While I would never advocate shooting someone with a slingshot, it's hard to not sympathise with this man and his ordeal (unfortunately these sort of situations are far from uncommon.) I am very, very happy that the judge was fair and this case has restored a little bit of the faith I once had in my country. Long live the queen!


----------



## Trent (May 30, 2010)

Why did he get a sentence of community service for defending himself and his property? I don't understand that part? Where I live he could have shot them and nothing would have happened to him.
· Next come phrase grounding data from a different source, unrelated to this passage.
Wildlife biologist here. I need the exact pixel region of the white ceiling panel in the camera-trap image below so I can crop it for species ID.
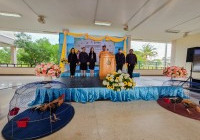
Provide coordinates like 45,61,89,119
0,0,200,42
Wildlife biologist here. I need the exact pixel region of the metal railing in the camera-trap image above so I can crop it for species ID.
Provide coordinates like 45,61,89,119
135,61,170,70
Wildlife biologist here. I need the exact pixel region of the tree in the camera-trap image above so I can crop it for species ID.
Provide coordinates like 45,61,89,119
140,44,158,60
15,33,58,65
0,47,11,63
134,51,146,61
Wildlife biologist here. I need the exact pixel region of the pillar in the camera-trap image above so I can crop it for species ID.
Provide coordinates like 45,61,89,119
10,46,17,64
170,40,176,66
126,35,131,54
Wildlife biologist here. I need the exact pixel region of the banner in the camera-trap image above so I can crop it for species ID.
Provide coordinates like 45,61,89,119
74,38,115,62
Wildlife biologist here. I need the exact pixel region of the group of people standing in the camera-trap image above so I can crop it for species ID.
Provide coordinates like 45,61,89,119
68,47,96,77
68,45,137,78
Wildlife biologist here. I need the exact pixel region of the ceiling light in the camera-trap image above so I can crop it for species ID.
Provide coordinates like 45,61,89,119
165,30,180,34
94,21,111,26
0,12,22,17
38,15,46,24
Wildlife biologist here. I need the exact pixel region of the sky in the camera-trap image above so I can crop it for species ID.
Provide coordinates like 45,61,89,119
27,33,59,44
0,31,171,59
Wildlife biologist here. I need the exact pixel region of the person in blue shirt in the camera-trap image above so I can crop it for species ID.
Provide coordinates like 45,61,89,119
115,49,125,71
79,47,88,77
126,49,137,78
88,47,97,77
68,48,78,77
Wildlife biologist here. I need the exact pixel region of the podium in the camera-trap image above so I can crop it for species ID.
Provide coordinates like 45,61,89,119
99,51,116,80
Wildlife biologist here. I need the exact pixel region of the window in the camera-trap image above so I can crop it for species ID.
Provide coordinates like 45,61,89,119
131,41,171,69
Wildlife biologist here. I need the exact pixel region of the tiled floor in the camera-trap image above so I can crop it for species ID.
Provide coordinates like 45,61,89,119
0,76,200,140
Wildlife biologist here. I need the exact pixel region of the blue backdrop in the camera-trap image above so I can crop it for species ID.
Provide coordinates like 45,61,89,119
59,33,128,59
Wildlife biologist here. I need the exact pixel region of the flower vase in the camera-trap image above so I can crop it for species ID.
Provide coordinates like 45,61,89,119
44,76,52,81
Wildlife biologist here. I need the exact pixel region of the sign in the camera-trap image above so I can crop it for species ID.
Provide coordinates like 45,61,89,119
74,38,115,62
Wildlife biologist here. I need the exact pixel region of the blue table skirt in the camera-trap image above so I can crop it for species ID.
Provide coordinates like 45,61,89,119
29,86,188,106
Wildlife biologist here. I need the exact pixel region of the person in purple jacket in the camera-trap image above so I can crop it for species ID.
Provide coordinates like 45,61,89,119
79,47,88,77
126,49,137,78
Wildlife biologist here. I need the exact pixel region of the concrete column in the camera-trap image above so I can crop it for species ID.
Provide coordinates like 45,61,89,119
126,35,131,53
10,46,17,64
170,40,176,66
The judge would have sentenced the kids and told them the man could have used deadly force against them and it would have been legal in the eyes of manmade laws.


----------



## USASlingshot (Feb 25, 2010)

Trent, he got it because in the beggining he pleaded guilty to the charged


----------



## Pro-Shot (UK) Catapults (Apr 21, 2010)

joseph_curwen said:


> in my opinion, the persons who have to be declared guilty are the parents, and should be punished for not taking their responsability with their children.
> 
> People now rely on shool and police to learn the rules of the society to young people, it is a huge mistake, and a pity.
> 
> Just my opinion, and hope my english is good enough to mean what i want to mean


Well its not just your opinion?a lot of people do not take the time to install into ther kids the basic rights and wrongs.
a good bringing up starts in the home.


----------



## Marbles (Jan 23, 2010)

http://www.hgwt.com/flash.html


----------



## NoSugarRob (Jun 3, 2010)

I had my volume turned right up man. scared the livin daylights outta me !


----------



## Marbles (Jan 23, 2010)

OOOOOPS !


----------



## ZDP-189 (Mar 14, 2010)

While in my opinion what he did was neither smart, nor laudable; the real hero of this story was the civil suit judge who ruled with reason.


----------



## joseph_curwen (Feb 8, 2010)

ZDP-189 said:


> While in my opinion what he did was neither smart, nor laudable; the real hero of this story was the civil suit judge who ruled with reason.


----------



## NoSugarRob (Jun 3, 2010)

ZDP-189 said:


> While in my opinion what he did was neither smart, nor laudable; the real hero of this story was the civil suit judge who ruled with reason.


agreed


----------